Top prosecutor quits Liberia
2005-03-01 10:33
Freetown - The lead prosecutor at Sierra Leone's UN-backed war crimes tribunal announced his resignation on Monday, citing family obligations but expressing no regrets after more than two years in the post.
David Crane, a veteran lawyer from the US defence department, said his three-year contract had come due with the UN-backed court trying atrocities committed during Sierra Leone's brutal 1991-2002 war and that he wouldn't seek to renew it.
"As you know, this is a non-accompanying post," Crane told The Associated Press, meaning his family doesn't live with him in Sierra Leone's war-battered capital, Freetown.
"I am just keeping to the promise I gave to my wife, who is a career (US government) employee," Crane said.
"I'm leaving with a great deal of satisfaction and will continue to work hard for the people of Sierra Leone until I finally leave."
UN spokesperson Fred Eckhard said Crane wrote to secretary-general Kofi Annan that he would not seek reappointment and will step down on July 15. p>
He told the secretary-general "that he hoped he could serve mankind and the United Nations in another capacity someday," Eckhard said at UN headquarters in New York.
Cases stem from 10 years of conflict
By statute, only the secretary-general can appoint a prosecutor for the special court, the world's first hybrid international war crimes tribunal.
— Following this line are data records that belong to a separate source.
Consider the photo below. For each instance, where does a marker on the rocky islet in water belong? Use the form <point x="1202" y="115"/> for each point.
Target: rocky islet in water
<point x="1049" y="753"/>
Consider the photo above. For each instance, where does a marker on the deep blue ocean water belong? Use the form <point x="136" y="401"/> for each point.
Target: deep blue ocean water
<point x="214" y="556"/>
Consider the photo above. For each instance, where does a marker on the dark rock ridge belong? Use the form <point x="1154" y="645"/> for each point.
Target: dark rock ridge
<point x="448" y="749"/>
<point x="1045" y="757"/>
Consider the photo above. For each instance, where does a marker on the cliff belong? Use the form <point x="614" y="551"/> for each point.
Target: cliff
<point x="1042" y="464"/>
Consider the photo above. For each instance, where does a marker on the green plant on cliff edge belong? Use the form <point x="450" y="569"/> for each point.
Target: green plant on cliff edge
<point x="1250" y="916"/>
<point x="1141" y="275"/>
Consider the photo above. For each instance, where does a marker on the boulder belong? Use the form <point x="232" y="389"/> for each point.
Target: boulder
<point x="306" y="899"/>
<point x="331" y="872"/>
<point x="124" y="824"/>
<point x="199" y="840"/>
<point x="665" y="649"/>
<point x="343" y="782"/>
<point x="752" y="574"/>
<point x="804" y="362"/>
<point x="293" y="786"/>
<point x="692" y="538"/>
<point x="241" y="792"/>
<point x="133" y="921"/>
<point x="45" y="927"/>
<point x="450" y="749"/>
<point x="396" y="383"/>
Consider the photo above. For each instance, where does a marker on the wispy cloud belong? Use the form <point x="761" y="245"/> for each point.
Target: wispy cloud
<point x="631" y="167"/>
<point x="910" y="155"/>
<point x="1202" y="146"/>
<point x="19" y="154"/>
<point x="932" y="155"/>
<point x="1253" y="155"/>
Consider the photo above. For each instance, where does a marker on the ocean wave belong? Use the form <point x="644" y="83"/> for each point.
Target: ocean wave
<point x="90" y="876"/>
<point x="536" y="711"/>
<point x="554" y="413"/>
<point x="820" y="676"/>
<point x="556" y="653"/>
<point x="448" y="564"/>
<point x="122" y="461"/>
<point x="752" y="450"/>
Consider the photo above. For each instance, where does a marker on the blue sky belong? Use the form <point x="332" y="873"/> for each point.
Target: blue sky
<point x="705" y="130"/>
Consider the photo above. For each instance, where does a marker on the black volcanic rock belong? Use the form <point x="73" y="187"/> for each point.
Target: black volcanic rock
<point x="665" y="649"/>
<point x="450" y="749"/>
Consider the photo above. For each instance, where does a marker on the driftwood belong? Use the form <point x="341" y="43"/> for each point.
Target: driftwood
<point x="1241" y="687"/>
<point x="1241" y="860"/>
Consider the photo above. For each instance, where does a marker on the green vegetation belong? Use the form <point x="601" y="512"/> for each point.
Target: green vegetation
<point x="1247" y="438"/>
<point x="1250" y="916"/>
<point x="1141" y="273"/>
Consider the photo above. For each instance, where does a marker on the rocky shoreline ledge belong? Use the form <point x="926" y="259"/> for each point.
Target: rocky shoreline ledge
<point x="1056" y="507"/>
It was established in January 2002 under an agreement between the United Nations and the Sierra Leone government.
Crane, 54, began his job as head of the prosecution team in August 2002 and trials opened in June 2004.
The Sierra Leone court is handling cases stemming from more than 10 years of fighting for control of Sierra Leone and its diamond fields, a conflict that saw rebels hacking off the limbs, lips and ears of civilian victims.
Former Liberian president Charles Taylor, the highest-profile of the court's 10 indicted suspects, is accused of directing Sierra Leone's Revolutionary United Front rebels and trafficking in guns and diamonds while in office.
Taylor lives in exile in Nigeria and Crane has vociferously lobbied for his hand over to the Sierra Leone court, which unlike other tribunals mixes UN and local statutes.
Nigeria, which helped broker the peace deal that ended Liberia's 14-year civil conflict last year and sent the first troops to calm the country, has said it will only surrender Taylor to a Liberian court.